La lettura digitale porta, in maniera innata e parafisiologica, a delle saccadi, ovvero, a dei movimenti degli occhi più veloci. Tecnicamente abbiamo un ancoraggio, un disancoraggio e uno spostamento molto più veloce e molto più lateralizzato sulla sinistra, questo perché la lettura da schermo porta appunto una lettura che si definisce surfata, superficiale, skimmata, saltata, o addirittura ad effe, cioè tendiamo a non leggere tutto il testo, ma lo scorriamo con velocità fino a riconoscere il termine che cercavamo. Invece, con la lettura da cartaceo siamo costretti ad avere una lettura molto più profonda, attenta, molto più umanizzata. Questo è un problema per i bambini che imparano a leggere, in quanto dovrebbero essere bialfabetizzati, ovvero abituati a leggere con la stessa intensità del cartaceo anche sul digitale, ma si parla di educazione a forme di bialfabetizzazione anche per quel che concerne la scrittura. I bambini del resto non nascono imparati.

Lei pensa che la figura dello psicologo sia necessaria tanto nelle scuole, quanto negli ambienti di lavoro?

Sì, ci vorrebbe uno psicologo per la gestione delle risorse dell’umanità dell’altro. Le difficoltà, il panico, la depressione nessuno se le va a cercare ed il nostro compito è proprio quello di metterci all’ascolto dell’altro, non solo e soltanto per un profitto o per avere di più, ma perché ognuno merita una qualità della vita - sia a scuola che al lavoro - che sia quanto più dignitosa possibile.

Il triste fenomeno del suicidio tra i giovani è il tema del suo prossimo libro. Ci può dire qualcosa?

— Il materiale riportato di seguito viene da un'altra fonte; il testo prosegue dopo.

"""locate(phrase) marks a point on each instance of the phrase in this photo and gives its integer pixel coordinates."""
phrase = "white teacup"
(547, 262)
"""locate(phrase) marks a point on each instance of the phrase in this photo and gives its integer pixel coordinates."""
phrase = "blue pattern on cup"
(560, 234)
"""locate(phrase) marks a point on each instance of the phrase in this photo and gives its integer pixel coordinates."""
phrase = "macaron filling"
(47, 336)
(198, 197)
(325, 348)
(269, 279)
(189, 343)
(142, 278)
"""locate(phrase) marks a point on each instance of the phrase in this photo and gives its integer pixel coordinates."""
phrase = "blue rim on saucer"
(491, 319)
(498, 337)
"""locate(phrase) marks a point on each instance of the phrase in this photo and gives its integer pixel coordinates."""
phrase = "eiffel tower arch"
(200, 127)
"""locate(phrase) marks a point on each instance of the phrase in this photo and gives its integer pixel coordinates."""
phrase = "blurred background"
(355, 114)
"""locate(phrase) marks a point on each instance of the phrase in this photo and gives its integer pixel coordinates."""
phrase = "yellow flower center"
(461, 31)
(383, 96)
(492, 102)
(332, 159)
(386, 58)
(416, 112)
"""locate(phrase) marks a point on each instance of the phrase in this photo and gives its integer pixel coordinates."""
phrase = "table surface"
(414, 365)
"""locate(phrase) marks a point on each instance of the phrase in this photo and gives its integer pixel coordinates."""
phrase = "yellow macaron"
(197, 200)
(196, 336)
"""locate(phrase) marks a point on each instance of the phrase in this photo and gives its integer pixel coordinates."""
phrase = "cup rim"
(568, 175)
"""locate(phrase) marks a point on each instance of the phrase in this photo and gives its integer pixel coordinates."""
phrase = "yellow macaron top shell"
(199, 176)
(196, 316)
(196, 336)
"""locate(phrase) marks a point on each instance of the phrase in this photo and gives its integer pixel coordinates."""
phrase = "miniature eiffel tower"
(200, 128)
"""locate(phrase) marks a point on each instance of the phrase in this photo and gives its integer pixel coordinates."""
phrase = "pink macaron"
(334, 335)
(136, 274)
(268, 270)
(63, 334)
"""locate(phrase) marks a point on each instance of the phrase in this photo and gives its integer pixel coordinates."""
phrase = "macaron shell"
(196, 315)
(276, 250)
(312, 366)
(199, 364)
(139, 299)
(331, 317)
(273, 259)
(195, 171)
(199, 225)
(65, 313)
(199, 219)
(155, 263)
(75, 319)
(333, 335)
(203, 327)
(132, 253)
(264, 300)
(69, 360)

Il libro ha due teste e due cuori: il mio e quello del mio maestro, il professor Domenico Dragone, direttore del Dipartimento di Psichiatria e Neuropsichiatria Infantile dell’Asl di Avellino, oltre a numerosi contributi a cura dei professori Raffaele De Luca Picione, Vincenzo Amarante, Simone Pisano e Antimo Navarra. Si tratta di un manuale diviso in due parti: la prima sulla spiegazione clinica di cos’è la suicidalità, la seconda sui vari indirizzi di psicoterapia che possono dare una mano nella gestione del paziente con suicidalità e, dunque, si parte dai tentativi anticonservativi dei bambini dagli 8 anni sino agli adolescenti. Purtroppo, siamo di fronte ad una realtà difficile, carica di insicurezze, sintomatologie così complesse che si definiscono transdiagnostiche. Sta crescendo il numero dei bambini con disturbo da disregolazione dell’umore e del comportamento, che mettono in atto tentativi anticonservativi, cioè tendono a farsi del male. Poi ci sono tutti quei soggetti che non hanno un disturbo del neurosviluppo, ma che in seguito ad una crisi sono portati a svilupparlo, questo succede soprattutto tra gli adolescenti ed uno dei fenomeni più caratteristici che riscontriamo e quello del cutting, cioè gli adolescenti che si tagliano. Una ferita sulla pelle che paradossalmente diventa una feritoria, perché i teenagers non si tagliano per il piacere di farlo, quanto per far uscire la loro sofferenza fuori e se noi quella ferita tendiamo solamente a chiuderla, a nasconderla, ma non a vedere la comunicazione che c’è in quel taglio, amputiamo ogni possibilità di crescita. Nel libro prendiamo in considerazione il punto di vista di colui che vuole morire, ossia, non per la contentezza di morire, ma perché non vuole più vivere. Allora, il nostro compito non è quello di condannare il tentativo di suicidio, quanto comprenderne il motivo. La soluzione è che dobbiamo intercettarli, accompagnarli e non solo curare la persona, ma curare anche l’ambiente che ha portato a una decisione del genere e le terapie variano da caso a caso.